A Special Ray of Sunshine, is yours, to call your own....
Sharon


----------



## catonalake (Mar 10, 2015)

*thank you*

attaching a photo of her from last week

her suffering is over and now the healing begins on my end.


----------



## spirite (Jul 31, 2012)

What a beautiful girl she was. She knows how much you loved her while she was with you, and she knows how much you will always love her, even though she is gone. 

Sending you hugs and much sympathy Cat.


----------



## Arianwen (Jun 3, 2012)

Blessings on you both.


----------



## TabbCatt (Mar 26, 2014)

Oh she was such a calm, loving kitty. I'm so sorry for your loss. Tearful hugs to you. That video is a very beautiful tribute and proof of how much she was adored. I'd like to think we'd all be reunited with our beloved ones at the end of our journey as well. A gathering of all loving souls...without any tears or pain! 

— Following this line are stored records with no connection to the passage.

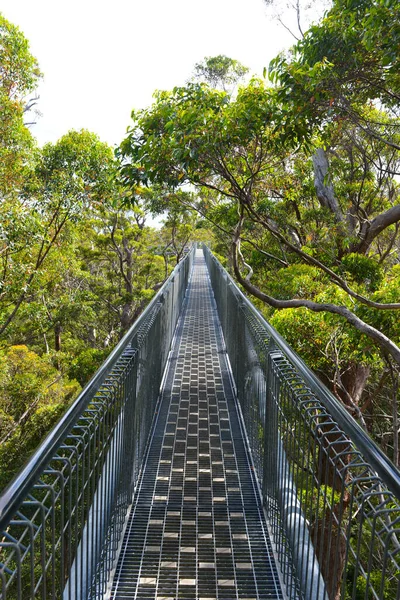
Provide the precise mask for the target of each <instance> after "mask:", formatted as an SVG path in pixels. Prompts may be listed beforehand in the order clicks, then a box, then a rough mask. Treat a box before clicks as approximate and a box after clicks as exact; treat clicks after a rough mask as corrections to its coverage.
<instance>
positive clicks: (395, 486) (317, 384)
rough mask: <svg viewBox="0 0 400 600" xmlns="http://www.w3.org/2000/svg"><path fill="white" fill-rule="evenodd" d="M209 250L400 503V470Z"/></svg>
mask: <svg viewBox="0 0 400 600" xmlns="http://www.w3.org/2000/svg"><path fill="white" fill-rule="evenodd" d="M205 248H206V252H207V253H209V256H210V258H212V260H214V261H215V263H216V265H217V266H218V268H219V269H220V270H221V271H223V272H224V274H225V276H226V277H227V278H228V280H229V285H231V286H233V287H234V288H235V291H236V293H237V294H238V295H239V296H240V300H241V301H242V302H243V303H244V304H245V305H246V306H247V308H248V309H249V310H250V311H251V312H252V313H253V314H254V316H255V317H256V318H257V319H258V320H259V322H260V323H261V324H262V326H263V327H265V329H266V331H267V332H268V335H269V336H270V337H271V338H272V339H273V340H274V342H275V344H276V346H277V347H278V348H279V349H280V350H281V351H282V352H283V354H284V355H285V356H286V357H287V358H288V360H289V361H290V362H291V363H292V365H293V366H294V367H295V368H296V370H297V371H298V372H299V373H301V376H302V378H303V379H304V381H305V383H306V384H307V386H308V387H309V388H310V390H312V392H313V393H314V394H315V395H316V396H317V397H318V399H319V400H321V402H322V404H323V405H324V406H325V407H326V409H327V410H328V411H329V412H330V414H331V415H332V416H333V417H334V418H335V419H336V421H337V423H338V425H339V426H340V427H341V428H342V429H343V431H344V432H345V433H347V435H348V436H349V437H350V438H351V439H352V441H353V442H354V443H355V444H356V445H357V447H358V448H359V449H360V450H361V451H362V452H363V454H365V456H366V457H367V458H368V460H369V462H370V463H371V466H372V467H373V468H374V469H375V470H376V471H377V473H379V477H380V478H381V479H382V480H383V481H384V482H385V483H386V485H387V486H388V487H389V489H390V490H391V491H392V492H393V493H394V494H395V496H396V497H397V498H398V499H399V500H400V471H399V469H397V467H396V466H395V465H394V464H393V462H392V461H391V460H390V459H389V458H388V456H386V454H385V453H384V452H383V451H382V450H381V448H379V446H378V445H377V444H376V443H375V442H374V440H373V439H372V438H371V437H370V436H369V435H368V434H367V433H366V431H365V430H364V429H362V428H361V427H360V425H359V424H358V423H357V421H356V420H355V419H354V417H353V416H352V415H351V414H350V413H349V412H348V411H347V410H346V409H345V407H344V406H343V404H341V403H340V402H339V401H338V399H337V398H335V396H334V395H333V394H332V392H331V391H330V390H329V389H328V388H327V387H326V386H325V385H324V384H323V383H322V382H321V381H320V380H319V379H318V377H317V376H316V375H315V373H313V371H311V369H310V368H309V367H308V366H307V365H306V363H305V362H304V361H303V359H301V358H300V356H299V355H298V354H297V353H296V352H295V351H294V350H293V348H291V347H290V346H289V344H288V343H287V342H286V340H285V339H284V338H283V337H282V336H281V335H280V333H278V331H277V330H276V329H275V328H274V327H273V326H272V325H271V324H270V323H268V321H267V320H266V319H265V318H264V317H263V315H262V314H261V313H260V312H259V311H258V310H257V309H256V307H255V306H254V305H253V304H252V303H251V301H250V300H249V299H248V298H247V296H245V295H244V294H243V292H242V291H241V290H240V288H239V287H238V286H237V284H236V283H235V281H234V280H233V279H232V277H231V276H230V275H229V273H228V271H227V270H226V269H224V267H223V266H222V265H221V263H220V262H219V261H218V259H217V258H216V257H215V256H214V255H213V254H212V252H211V251H210V250H209V248H208V247H207V246H205Z"/></svg>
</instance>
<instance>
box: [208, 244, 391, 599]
mask: <svg viewBox="0 0 400 600" xmlns="http://www.w3.org/2000/svg"><path fill="white" fill-rule="evenodd" d="M205 256H206V261H207V265H208V268H209V272H210V277H211V281H212V286H213V291H214V295H215V299H216V302H217V306H218V312H219V314H220V318H221V323H222V327H223V331H224V336H225V339H226V344H227V350H228V354H229V358H230V362H231V367H232V371H233V376H234V379H235V382H236V386H237V393H238V399H239V403H240V406H241V410H242V413H243V417H244V421H245V424H246V429H247V435H248V440H249V445H250V447H251V451H252V454H253V460H254V463H255V469H256V471H257V476H258V480H259V483H260V487H261V489H262V494H263V501H264V506H265V509H266V512H267V516H268V521H269V526H270V530H271V533H272V537H273V540H274V543H275V549H276V553H277V556H278V559H279V563H280V566H281V571H282V575H283V579H284V582H285V584H286V590H287V595H288V597H289V598H302V599H304V600H310V599H314V598H315V599H318V600H322V599H323V600H328V599H329V600H339V599H343V600H345V599H346V600H347V599H355V600H370V599H371V600H372V599H373V600H399V599H400V583H399V580H400V474H399V472H398V471H397V470H396V469H395V467H394V466H393V465H392V464H391V463H390V461H389V460H388V459H387V458H386V457H385V455H383V453H382V452H381V451H380V449H379V448H378V447H377V446H376V445H375V444H374V443H373V442H372V440H370V439H369V438H368V436H367V435H366V434H365V433H364V432H363V431H362V430H361V429H360V428H359V427H358V425H357V424H356V423H355V422H354V420H353V419H352V418H351V417H350V415H348V413H347V412H346V411H345V410H344V409H343V408H342V407H341V406H340V405H339V403H338V402H337V401H336V399H335V398H334V397H333V396H332V395H331V394H330V392H329V391H328V390H327V389H326V388H324V387H323V386H322V384H321V383H320V382H319V381H318V380H317V378H316V377H315V376H314V375H313V374H312V373H311V371H310V370H309V369H308V368H307V367H306V366H305V365H304V363H302V361H301V359H299V357H297V356H296V355H295V353H294V352H293V350H291V349H290V348H289V347H288V346H287V344H286V343H285V342H284V340H283V339H282V338H281V337H280V336H279V334H278V333H277V332H276V331H275V330H274V329H273V328H272V327H271V326H270V325H269V324H268V323H267V322H266V321H265V320H264V319H263V318H262V316H261V315H260V314H259V313H258V312H257V310H256V309H255V308H254V307H253V305H252V304H251V303H250V302H249V301H248V300H247V299H246V298H245V297H244V295H243V294H242V293H241V292H240V290H239V289H238V288H237V286H236V285H235V284H234V283H233V281H232V280H231V278H230V277H229V275H228V274H227V273H226V271H225V270H224V269H223V268H222V266H221V265H220V263H219V262H218V261H217V260H216V259H215V257H214V256H213V255H212V254H211V252H210V251H209V250H208V249H207V248H206V249H205Z"/></svg>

May you find peace and in the quiet times ahead.


----------



## Jenny bf (Jul 13, 2013)

Oh, I am so sorry for your loss. She was beautiful and looks so calm enjoying her chin and face rubs in the video. You can see she was a very loved cat


----------



## spider-man (Jan 9, 2015)

my deepest condolences.


----------



## Saly (Jun 3, 2012)

I am so very sorry for your loss, she was a beautiful kitty!


----------



## G-PEG123 (Feb 20, 2014)

So so sorry for your loss. Virtual hugs coming your way.


----------